Though initially introduced in the film as a mysterious redhead, Sarah Chapman was a real person and one of the key players in the Match Girls Strike of 1888 to protest the “slave like” working conditions at Bryant & May Match factory, in Bow, London.
The writers add fictional elements to amp up Sarah’s story including her revolting romance with the factory owner’s son.

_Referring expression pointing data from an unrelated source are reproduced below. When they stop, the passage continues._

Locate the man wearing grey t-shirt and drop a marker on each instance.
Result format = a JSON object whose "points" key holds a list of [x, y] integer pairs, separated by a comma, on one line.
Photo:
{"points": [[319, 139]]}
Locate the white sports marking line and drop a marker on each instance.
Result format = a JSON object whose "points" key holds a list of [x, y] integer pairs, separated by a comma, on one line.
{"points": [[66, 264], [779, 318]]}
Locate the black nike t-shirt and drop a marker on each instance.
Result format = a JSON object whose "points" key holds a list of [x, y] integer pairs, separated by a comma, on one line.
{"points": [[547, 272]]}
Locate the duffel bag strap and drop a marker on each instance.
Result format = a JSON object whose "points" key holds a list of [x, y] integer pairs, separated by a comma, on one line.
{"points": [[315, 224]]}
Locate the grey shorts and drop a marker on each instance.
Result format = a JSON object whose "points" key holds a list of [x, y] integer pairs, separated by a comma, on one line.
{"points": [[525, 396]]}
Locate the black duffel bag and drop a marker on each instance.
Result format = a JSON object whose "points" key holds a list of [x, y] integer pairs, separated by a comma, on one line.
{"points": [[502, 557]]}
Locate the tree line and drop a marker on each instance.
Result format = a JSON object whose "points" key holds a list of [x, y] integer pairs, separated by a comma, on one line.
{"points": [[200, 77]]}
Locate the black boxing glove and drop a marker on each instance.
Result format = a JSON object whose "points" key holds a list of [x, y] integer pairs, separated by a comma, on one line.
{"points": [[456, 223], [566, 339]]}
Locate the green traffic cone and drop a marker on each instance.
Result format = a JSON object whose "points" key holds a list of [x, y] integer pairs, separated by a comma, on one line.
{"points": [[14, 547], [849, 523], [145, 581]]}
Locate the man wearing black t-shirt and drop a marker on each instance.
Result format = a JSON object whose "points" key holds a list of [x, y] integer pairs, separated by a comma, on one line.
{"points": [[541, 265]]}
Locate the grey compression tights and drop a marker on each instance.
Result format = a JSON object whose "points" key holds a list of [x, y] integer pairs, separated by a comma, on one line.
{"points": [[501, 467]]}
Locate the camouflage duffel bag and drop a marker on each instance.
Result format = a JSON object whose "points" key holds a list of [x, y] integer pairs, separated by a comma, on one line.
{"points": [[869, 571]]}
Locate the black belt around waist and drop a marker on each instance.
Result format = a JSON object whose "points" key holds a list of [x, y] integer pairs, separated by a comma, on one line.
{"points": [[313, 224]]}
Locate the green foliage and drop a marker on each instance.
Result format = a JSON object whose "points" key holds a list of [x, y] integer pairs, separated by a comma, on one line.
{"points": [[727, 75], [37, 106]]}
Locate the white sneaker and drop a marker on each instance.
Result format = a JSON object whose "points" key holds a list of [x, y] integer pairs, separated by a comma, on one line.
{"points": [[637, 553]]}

However, a large part of her story is still heavily grounded in actual history.
Another major key player in the strike was a profound writer, philanthropist, socialist and women’s rights activist Annie Besant, who isn’t mentioned in the film but, in my opinion, is represented by Enola herself to an extent in the role she played.
In seeking means to get the word out, Sarah Chapman and two other workers met with Besant, who published the horrific dealings of the factory in an essay, while also assisting Chapman and the rest in setting up a strike committee and gaining some listening ears in parliament.
The essay resulted in Bryant & May asking the girls to sign a statement and refute the claims in the paper, their refusal resulted in the management firing one of the girls, and this led to the match strike on 5th July 1888, with over 1400 match workers taking to the streets. The strike’s impact would later inspire modern-day trade unions for centuries.
Some of their demands were met following the popularity of the 1888 strike and subsequent strikes that took place. With help from Bessant and some Ministers of Parliament, Chapman and the rest were able to form their own Women MatchMakers Union, the largest female union organisation in the country at the time.
Still, it took twenty more years for the elimination of white phosphorus in the making of match sticks to come to fruition by the house of commons.